Key Ingredients in Banana-Coconut Cobbler
Bananas: I wanted the bananas to be present in each bite, so I chose to smash and slice them into the filling, and then bake them whole over the top so everyone knew what’s inside.
Coconut: I add coconut extract as well as coconut flakes, yet the overall flavor here is subtle.
Lime: A hint of lime zest and juice brightens things up and pulls in more Caribbean influence.
Banana-Coconut Cobbler Recipe
Fruit cobbler meets banana pudding in this special, comforting dessert.

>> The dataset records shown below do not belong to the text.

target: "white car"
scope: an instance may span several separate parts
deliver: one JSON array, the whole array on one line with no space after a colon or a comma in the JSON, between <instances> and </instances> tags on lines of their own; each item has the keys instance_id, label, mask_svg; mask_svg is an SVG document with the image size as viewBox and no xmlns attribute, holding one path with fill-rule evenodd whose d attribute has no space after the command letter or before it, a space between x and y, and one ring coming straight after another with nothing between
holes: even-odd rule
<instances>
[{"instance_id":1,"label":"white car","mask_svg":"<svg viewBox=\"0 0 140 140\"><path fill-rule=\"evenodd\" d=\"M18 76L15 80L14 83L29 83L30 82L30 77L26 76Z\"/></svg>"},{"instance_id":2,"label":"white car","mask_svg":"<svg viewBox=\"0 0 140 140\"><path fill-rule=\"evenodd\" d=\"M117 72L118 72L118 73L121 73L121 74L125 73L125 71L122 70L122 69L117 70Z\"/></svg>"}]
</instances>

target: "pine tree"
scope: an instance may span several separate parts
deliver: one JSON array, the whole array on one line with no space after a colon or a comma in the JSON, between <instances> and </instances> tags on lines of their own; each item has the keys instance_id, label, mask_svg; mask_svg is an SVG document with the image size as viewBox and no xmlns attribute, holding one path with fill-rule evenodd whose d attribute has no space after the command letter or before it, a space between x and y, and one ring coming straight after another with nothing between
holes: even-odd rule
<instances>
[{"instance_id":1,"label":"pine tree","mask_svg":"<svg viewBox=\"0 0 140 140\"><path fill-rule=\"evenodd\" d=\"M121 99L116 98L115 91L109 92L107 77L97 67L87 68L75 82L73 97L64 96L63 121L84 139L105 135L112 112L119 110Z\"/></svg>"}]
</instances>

Prep time 25 minutes to 30 minutes
Cook time 35 minutes to 40 minutes
Serves 6 to 8
Ingredients
4 tablespoons (1/2 stick) unsalted butter
1 medium lime
1 (about 13.5-ounce) can full-fat unsweetened coconut milk
3/4 cup granulated sugar, divided
1/4 cup water
1 tablespoon cornstarch
1 1/2 teaspoons coconut or vanilla extract
4 medium ripe bananas, divided
1 cup all-purpose flour
1/3 cup plus 2 tablespoons shredded or flaked unsweetened dried coconut, divided
1 teaspoon baking powder
1/2 teaspoon kosher salt
Instructions
Arrange a rack in the middle of the oven and heat the oven to 350°F. While the oven is heating, place 4 tablespoons unsalted butter in an 8x8-inch or other 2-quart baking dish. Place in the oven until the butter is melted, about 5 minutes. Remove from the oven.
Finely grate the zest of 1 medium lime into a medium bowl (about 2 teaspoons). Juice half of the lime into the bowl (about 1 tablespoon); reserve the remaining 1/2 lime for another use. Shake 1 (about 13.5-ounce) can coconut milk well before opening. Add 3/4 cup of the coconut milk, 1/2 cup of the granulated sugar, 1/4 cup water, 1 tablespoon cornstarch, and 1 1/2 teaspoons coconut or vanilla extract to the bowl. Whisk until smooth.
Peel 4 medium bananas. Add 1 banana to the lime mixture and gently smash until combined. Thinly slice 2 of the bananas crosswise into rounds. Add the banana slices and 1/3 cup of the dried unsweetened coconut to the mixture, and gently stir to combine. Transfer to the baking dish and spread into an even layer.
Place 1 cup all-purpose flour, the remaining 1/4 cup granulated sugar, 1 teaspoon baking powder, and 1/2 teaspoon kosher salt in a medium bowl. Whisk until combined. Add the remaining coconut milk from the can and whisk until smooth. Gently pour the batter evenly over the filling. Do not stir.
Cut the remaining 1 banana in half lengthwise. Place on top of the cobbler cut-side up. Sprinkle with the remaining 2 tablespoons dried unsweetened coconut.
Bake until the center is just set, 35 to 40 minutes. Let cool for 5 to 10 minutes before serving warm.
Recipe Notes
Substitutions: For a dairy-free version, substitute melted coconut oil for butter. To make it boozy, substitute the lime zest and juice with 1 to 2 tablespoons rum.
Make ahead: The cobbler can be baked up to 1 day ahead. Let cool, cover with aluminum foil, and refrigerate. Reheat covered in a 325oF oven until warmed through, about 20 minutes.
Storage: Leftovers can be refrigerated in an airtight container for up to 3 days.